Reading for Pleasure Wednesday: Tennessee Williams

A Cat on a Hot Tin Roof is brilliant, and better than the play or the movie. Williams’ introduction (included in the Signet edition, the one I read, and surely in at least some others) really is essential reading for any writer.

*

R means rage, resentment, regret, resistance, and of course Reeducation. Today my specific irritant is a condescending bourgeoise, but more generally it is the assumption of bourgeois chaos which is of course the principal sign under which Reeducation operated.

I am not well enough educated to be able to explain that sign and its operations but I see that I could become well enough educated to explain it if I were to study philosophy. I must do this.

For now I can say that I see darkly, that the reason Reeducation is a recurring theme here is not that it is an experience I cannot seem to get over, but that it is the air one breathes in this society which passes as normal and natural.
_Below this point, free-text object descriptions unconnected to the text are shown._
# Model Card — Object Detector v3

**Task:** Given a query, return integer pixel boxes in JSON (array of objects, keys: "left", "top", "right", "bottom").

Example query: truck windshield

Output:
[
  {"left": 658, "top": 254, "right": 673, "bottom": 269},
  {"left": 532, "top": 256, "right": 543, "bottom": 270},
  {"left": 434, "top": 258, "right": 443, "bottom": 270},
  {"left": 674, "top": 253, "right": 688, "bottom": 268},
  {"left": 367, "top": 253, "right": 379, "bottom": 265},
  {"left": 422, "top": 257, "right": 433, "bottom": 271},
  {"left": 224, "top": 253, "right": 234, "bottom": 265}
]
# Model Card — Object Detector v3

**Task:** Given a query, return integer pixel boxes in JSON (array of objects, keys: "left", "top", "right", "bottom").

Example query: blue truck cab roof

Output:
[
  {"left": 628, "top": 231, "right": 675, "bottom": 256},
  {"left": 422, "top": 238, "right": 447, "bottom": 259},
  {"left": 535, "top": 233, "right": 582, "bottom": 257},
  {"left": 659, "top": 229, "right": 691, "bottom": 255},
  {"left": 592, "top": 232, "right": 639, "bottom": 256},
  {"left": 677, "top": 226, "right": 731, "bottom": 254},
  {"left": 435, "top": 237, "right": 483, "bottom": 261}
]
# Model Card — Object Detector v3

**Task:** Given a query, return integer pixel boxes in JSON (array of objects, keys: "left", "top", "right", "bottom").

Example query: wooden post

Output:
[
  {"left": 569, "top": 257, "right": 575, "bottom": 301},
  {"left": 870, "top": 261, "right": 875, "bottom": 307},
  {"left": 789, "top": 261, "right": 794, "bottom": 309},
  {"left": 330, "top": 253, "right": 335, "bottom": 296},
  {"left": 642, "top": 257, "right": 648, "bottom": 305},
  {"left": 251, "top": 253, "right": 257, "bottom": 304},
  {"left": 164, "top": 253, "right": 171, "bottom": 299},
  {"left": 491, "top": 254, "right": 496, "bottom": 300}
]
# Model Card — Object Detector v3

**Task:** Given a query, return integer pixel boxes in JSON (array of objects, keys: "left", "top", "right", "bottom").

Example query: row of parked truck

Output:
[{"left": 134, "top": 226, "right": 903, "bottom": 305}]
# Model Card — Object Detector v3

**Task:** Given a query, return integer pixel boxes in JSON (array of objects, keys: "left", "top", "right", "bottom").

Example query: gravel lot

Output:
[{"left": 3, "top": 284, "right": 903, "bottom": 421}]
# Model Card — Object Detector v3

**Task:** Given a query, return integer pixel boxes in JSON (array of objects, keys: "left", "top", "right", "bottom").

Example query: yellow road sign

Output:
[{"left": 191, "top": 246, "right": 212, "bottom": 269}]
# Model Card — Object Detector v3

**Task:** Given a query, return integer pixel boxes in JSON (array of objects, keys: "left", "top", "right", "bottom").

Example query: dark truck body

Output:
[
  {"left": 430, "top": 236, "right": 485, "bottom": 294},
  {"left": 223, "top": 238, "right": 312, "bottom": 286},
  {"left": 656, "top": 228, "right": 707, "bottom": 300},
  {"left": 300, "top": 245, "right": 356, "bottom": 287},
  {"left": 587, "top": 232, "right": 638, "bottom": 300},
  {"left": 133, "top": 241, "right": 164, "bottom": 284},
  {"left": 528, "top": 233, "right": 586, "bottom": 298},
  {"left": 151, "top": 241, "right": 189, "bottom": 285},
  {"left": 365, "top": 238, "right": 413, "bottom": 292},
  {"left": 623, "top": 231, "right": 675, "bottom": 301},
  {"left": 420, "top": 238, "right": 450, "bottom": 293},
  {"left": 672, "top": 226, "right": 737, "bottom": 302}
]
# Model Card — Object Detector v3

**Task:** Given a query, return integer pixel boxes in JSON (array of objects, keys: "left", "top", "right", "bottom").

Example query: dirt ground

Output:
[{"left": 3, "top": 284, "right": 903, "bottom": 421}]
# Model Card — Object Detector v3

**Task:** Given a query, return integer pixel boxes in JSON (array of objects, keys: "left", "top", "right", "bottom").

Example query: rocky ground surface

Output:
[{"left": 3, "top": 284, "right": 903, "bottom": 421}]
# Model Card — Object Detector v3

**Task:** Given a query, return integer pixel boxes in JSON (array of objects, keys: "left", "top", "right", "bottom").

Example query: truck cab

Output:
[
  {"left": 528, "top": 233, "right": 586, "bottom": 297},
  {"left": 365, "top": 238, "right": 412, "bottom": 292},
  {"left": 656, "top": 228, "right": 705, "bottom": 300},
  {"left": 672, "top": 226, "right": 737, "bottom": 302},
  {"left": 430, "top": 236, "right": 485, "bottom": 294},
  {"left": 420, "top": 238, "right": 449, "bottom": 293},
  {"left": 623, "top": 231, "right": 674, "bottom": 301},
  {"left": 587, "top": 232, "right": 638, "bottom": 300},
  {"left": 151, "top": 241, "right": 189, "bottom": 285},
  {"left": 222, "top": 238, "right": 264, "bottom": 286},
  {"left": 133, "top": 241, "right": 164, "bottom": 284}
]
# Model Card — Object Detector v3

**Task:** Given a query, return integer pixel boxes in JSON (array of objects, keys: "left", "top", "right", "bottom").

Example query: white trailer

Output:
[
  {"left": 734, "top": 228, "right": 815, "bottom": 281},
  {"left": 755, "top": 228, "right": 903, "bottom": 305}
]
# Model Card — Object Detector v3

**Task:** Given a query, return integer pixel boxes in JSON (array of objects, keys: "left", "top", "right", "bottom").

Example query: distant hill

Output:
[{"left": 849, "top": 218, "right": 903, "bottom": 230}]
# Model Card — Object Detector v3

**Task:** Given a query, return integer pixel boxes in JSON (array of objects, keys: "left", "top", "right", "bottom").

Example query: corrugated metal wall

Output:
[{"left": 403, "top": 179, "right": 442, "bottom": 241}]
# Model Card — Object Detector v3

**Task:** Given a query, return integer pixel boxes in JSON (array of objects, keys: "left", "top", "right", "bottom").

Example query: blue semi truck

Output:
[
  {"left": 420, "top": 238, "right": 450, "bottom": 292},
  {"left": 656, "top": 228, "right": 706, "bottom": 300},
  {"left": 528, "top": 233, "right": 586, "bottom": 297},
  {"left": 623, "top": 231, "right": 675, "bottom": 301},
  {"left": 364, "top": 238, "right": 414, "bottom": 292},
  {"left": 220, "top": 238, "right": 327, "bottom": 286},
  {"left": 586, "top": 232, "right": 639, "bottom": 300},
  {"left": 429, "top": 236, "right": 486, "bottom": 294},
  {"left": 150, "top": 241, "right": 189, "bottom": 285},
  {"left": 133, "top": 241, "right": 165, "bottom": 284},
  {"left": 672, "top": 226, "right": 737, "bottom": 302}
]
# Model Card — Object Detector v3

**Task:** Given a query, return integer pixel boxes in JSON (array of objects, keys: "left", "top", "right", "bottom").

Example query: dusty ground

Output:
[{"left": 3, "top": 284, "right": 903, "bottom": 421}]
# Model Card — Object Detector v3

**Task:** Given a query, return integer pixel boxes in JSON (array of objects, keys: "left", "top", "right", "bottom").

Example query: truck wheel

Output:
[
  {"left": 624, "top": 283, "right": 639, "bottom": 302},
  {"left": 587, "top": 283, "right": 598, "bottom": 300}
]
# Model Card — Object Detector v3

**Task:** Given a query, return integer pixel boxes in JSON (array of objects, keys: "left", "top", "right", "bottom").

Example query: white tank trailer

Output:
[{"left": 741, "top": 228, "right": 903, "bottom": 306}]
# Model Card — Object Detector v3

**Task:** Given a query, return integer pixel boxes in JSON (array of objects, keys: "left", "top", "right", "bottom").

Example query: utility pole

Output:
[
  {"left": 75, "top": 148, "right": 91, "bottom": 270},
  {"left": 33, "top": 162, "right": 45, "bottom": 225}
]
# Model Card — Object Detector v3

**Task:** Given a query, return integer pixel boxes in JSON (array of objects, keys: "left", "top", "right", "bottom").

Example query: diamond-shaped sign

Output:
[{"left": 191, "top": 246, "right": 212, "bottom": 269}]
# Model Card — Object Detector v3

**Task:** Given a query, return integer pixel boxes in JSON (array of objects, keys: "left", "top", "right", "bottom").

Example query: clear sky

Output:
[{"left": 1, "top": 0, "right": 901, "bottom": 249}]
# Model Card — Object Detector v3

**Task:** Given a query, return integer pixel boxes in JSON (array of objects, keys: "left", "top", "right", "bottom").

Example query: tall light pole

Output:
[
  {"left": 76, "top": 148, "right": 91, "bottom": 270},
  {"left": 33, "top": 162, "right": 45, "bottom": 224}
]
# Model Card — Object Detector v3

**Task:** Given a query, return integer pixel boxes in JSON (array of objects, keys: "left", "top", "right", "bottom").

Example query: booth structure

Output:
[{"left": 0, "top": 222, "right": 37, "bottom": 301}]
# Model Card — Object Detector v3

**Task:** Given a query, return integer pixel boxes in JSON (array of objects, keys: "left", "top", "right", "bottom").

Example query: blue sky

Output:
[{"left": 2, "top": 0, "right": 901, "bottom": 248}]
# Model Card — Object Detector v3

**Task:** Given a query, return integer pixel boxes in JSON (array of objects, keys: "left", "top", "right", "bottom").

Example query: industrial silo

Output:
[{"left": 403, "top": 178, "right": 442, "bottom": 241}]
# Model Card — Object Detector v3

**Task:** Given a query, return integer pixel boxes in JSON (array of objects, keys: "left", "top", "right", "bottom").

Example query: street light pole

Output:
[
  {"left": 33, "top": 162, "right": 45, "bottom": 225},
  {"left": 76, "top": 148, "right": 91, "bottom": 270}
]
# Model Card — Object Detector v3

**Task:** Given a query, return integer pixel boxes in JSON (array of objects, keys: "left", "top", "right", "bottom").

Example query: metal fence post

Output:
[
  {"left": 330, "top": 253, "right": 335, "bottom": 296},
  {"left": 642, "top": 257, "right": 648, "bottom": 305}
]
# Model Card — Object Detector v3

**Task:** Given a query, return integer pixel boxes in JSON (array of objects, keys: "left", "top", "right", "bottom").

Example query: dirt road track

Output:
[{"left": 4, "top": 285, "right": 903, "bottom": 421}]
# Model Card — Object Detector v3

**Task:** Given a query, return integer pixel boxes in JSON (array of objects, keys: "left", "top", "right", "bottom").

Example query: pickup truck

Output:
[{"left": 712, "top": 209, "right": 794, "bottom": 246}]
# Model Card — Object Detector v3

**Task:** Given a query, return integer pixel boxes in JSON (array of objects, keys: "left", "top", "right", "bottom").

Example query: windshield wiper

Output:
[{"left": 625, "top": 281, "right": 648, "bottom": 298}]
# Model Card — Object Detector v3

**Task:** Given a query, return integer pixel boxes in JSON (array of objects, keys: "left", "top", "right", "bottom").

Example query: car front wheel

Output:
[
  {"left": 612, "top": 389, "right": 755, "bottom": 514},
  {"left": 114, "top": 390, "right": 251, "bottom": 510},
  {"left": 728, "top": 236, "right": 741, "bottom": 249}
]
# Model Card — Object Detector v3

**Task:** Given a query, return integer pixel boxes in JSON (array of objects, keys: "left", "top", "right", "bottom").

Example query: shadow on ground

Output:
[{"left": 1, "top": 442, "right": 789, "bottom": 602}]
I suspect it is that, and not some mysterious woundedness in me, that causes the concepts exposed in Reeducation to continue to rear their ugly head(s). I shall turn my attention toward this question, which is a societal and philosophical question, as opposed to continuing to cannibalize my own heart and past over Reeducation’s R.

Axé.


6 thoughts on “Reading for Pleasure Wednesday: Tennessee Williams

  1. The concepts rear their heads because the problem is systemic, as you say. However, the fear of being bullied again might be linked to woundedness. I couldn’t be in the bourgeois workforce for many years because I knew I hadn’t recovered from my wound, which meant that I didn’t fully understand its cause or how to stop it happening again, among other things. Nonetheless, one does not create the problem out of one’s own head — it’s not as individual as that. Can you imagine this mode of bourgeois reasoning applied to the 20th century and its events? We would have to say that the holocaust of world war two happened because individual Jews, finding themselves to be masochistic, somehow co-ordinated themselves to enter concentration camps so that their essential desires could be fulfilled. And so on. That is what a completely individualised reading of human experience looks like.

  2. Yes — this is what I explained to these interlocutors, who said yes, they knew, but they were trying to train themselves to actually take responsibility for their own chaos.

    What they do not see is that the typical person — at least the person I tend to socialize with — doesn’t have so much chaos and already takes responsibility for their actions. To tell them they have “invented their own reality” when in fact they have not is just rude. And presumptuous.

    I can handle the bourgeois workforce, but not the bourgeois social life … I hereby officially announce myself to be OUT.

  3. I couldn’t handle the bourgeois workforce since I didn’t understand it implicitly. My earlier schooling was not in terms of that culture.

    I think that when speaking to those imbued with bourgeois thinking (I hesitate to call it “philosophy”), there is a tendency for communication to become very screwed up, due to the different emotional valences that they give to different terms, compared to me. For instance, in your writing above, you speak of inventing your own reality in a negative sense, with negative connotations. However, it seems to me that to invent one’s own reality might be (although I cannot say for sure) the sense that the bourgeois type gives to “taking responsibility”. That is, not to invent one’s own reality could be seen, by them, as shying away from one’s responsibility. I am only talking about the emotional valence they could give to the idea, though. I’m not referring here to the consequences of this individualistic thinking. My views on that are revealed in the previous comment I made.

  4. The people I am complaining about need to learn that they DO in fact invent their own reality, in the following senses:

    Example 1. One of these people was turned down for admittance to our PhD program on academic grounds. He imagines it is for personal or political reasons and does in fact need to realize that this psychodrama is something he has invented.

    Example 2. The same person could invent himself a better reality by not attributing the low motives he attributes to people without justification, and by not justifying and defending outrageous behavior the way he does.

    HOWEVER he, while not doing either of things, preaches, for instance, to Jews about how they attracted the Holocaust to themselves by emitting negative energy. [He didn’t actually say THAT, but he constantly discourses on how problems beyond the control of an individual have in fact been created by them and should be controlled by them.]

  5. Yes, it seems paradoxical, doesn’t it — the reduction of everything that happens down to being the responsibility of the individual, except when something happens to you, personally, that you do not like, and then “it’s the system! it’s the system!”

    One wishes, at least, for some moral consistency, but rarely does one see any.